3. Without an exemption, the disabled will be punished by congestion pricing. I know. Although I have “enjoyed” more than 25,000 subway rides, I now have mobility issues that call for a vehicle for trips in to Manhattan. When people experience disabling conditions, many also experience a drop in income. Congestion pricing could hammer the disabled and retirees hard, squeezing them just as their incomes have collapsed.

4. News reports indicate that London has some of the most clogged roadways in Europe, 10 years after congestion pricing was implemented. Why would we import this failed system?

5. Gov. Andrew M. Cuomo’s plan would funnel revenue from the new toll to the MTA. As neglected as the MTA’s capital needs have been, this is manifestly one-sided.

6. Presume that Cuomo’s prediction of $1.1 billion in new annual revenues from the new tolls is accurate. This year, the MTA is spending $1.4 billion on pension costs alone. What are Cuomo and MTA management doing to control these legal but extravagant expenses?

Here are ideas to ameliorate traffic in Manhattan:

1. Insist that the city DOT stop contributing to congestion, thinking through the consequences of each change it makes to street vehicular patterns.

2. The DOT must consider the traffic implications of adding bicycle and bus lanes in Manhattan, and pedestrian plazas. Though these have had their salutary effects, they pinch off passenger car lanes, merging two or three lanes into one.

3. Cuomo’s committee has endorsed a reform from Bill Buckley’s 1965 campaign for mayor.

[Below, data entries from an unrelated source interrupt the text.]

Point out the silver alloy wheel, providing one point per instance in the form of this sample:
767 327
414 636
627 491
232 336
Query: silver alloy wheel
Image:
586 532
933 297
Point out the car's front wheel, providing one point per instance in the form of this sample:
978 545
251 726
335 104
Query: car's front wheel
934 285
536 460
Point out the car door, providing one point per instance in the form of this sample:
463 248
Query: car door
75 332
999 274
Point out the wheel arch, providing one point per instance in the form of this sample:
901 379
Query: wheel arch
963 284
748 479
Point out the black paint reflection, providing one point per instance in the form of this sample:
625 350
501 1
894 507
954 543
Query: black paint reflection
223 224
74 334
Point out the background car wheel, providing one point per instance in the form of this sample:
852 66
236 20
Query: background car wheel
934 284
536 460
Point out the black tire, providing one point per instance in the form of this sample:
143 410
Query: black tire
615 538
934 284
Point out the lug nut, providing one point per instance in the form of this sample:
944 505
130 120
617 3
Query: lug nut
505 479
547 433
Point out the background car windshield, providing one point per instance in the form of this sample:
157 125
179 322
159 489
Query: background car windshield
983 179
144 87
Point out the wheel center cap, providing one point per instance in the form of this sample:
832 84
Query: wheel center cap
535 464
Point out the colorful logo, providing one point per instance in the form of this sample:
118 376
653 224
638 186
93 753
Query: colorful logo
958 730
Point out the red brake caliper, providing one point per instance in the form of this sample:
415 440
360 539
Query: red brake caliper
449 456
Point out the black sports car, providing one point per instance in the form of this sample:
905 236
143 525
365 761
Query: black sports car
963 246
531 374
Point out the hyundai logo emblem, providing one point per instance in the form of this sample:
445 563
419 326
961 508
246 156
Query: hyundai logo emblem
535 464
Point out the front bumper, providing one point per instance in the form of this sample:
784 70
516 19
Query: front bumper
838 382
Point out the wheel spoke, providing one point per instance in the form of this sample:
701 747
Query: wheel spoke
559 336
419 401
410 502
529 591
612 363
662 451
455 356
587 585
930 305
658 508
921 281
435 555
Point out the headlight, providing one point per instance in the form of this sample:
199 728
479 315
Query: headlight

He suggested moving all but emergency truck deliveries to off-hours in midtown.

Truck operators and the businesses they serve could be given tax abatements in exchange for added costs that late and early deliveries would incur.

Clearly, the proposed congestion pricing is truly a reverse Robin Hood proposal that would tangibly harm modest income people, the disabled, retirees, and small businesses struggling to meet payrolls.

The proposal sees drivers as hapless cash cows, ready to have their wallets emptied without any improvements to the roads that jangle their cars and trucks on every trip.

If implemented, the plan would be yet another suicidal step in the decline of our great city.

Herbert W. Stupp is former commissioner at the New York City Department for the Aging (1994-2002).